On Fri, Mar 12, 2021 at 5:11 PM Uros Bizjak <ubiz...@gmail.com> wrote:
>
> On Fri, Mar 12, 2021 at 4:28 PM Jakub Jelinek <ja...@redhat.com> wrote:
> >
> > On Fri, Mar 12, 2021 at 03:34:09PM +0100, Uros Bizjak wrote:
> > > >  (define_insn "*avx2_pmaddwd"
> > > > -  [(set (match_operand:V8SI 0 "register_operand" "=x,v")
> > > > +  [(set (match_operand:V8SI 0 "register_operand" "=Yw")
> > >
> > > I'm not sure contraction like this is correct.
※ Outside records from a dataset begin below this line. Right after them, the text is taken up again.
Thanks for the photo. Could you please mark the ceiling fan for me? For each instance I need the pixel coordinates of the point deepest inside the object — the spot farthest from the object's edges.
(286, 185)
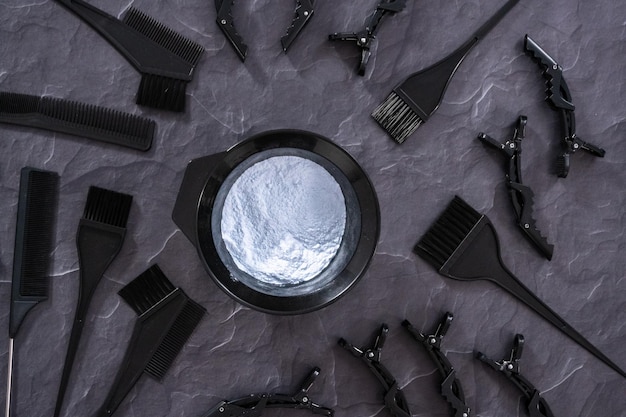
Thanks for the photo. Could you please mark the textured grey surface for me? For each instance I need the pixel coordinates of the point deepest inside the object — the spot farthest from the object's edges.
(45, 50)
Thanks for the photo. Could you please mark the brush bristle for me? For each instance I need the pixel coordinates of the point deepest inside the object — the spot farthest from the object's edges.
(447, 233)
(108, 207)
(176, 337)
(162, 92)
(169, 39)
(397, 118)
(147, 290)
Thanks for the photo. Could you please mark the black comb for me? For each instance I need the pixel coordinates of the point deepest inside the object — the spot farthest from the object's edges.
(78, 119)
(167, 318)
(34, 241)
(165, 59)
(463, 244)
(413, 101)
(99, 239)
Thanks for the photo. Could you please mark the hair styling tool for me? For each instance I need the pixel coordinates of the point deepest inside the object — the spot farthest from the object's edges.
(167, 318)
(537, 406)
(521, 195)
(34, 241)
(254, 405)
(394, 397)
(78, 119)
(99, 239)
(364, 38)
(463, 244)
(451, 387)
(165, 59)
(414, 100)
(560, 99)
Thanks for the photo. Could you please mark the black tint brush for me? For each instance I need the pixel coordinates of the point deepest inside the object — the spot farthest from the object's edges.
(167, 318)
(165, 59)
(413, 101)
(463, 244)
(99, 239)
(34, 241)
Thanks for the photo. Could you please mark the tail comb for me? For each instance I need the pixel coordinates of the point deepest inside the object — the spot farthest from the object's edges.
(78, 119)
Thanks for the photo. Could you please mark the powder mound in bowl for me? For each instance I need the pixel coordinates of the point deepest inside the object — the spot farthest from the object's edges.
(283, 220)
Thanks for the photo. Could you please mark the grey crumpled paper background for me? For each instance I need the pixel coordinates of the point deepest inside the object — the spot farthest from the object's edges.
(45, 50)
The prolbem is with vex
> > > vs. evex prefix, used in length calculation. When XMM16+ is used in
> > > the insn, and evex prefix is used, the unpatched version returns vex
> > > for alternative 0 due to (x,x,x) and evex for alternative 1, since one
> > > of registers satisfies only "v".
> > >
> > > Patched version now always emits vex, which is wrong for XMM16+ registers.
> >
> > That is true, but we have many thousands of those cases, where we just
> > use vex or maybe_vex or maybe_evex prefix with v or Yv or Yw or YW etc.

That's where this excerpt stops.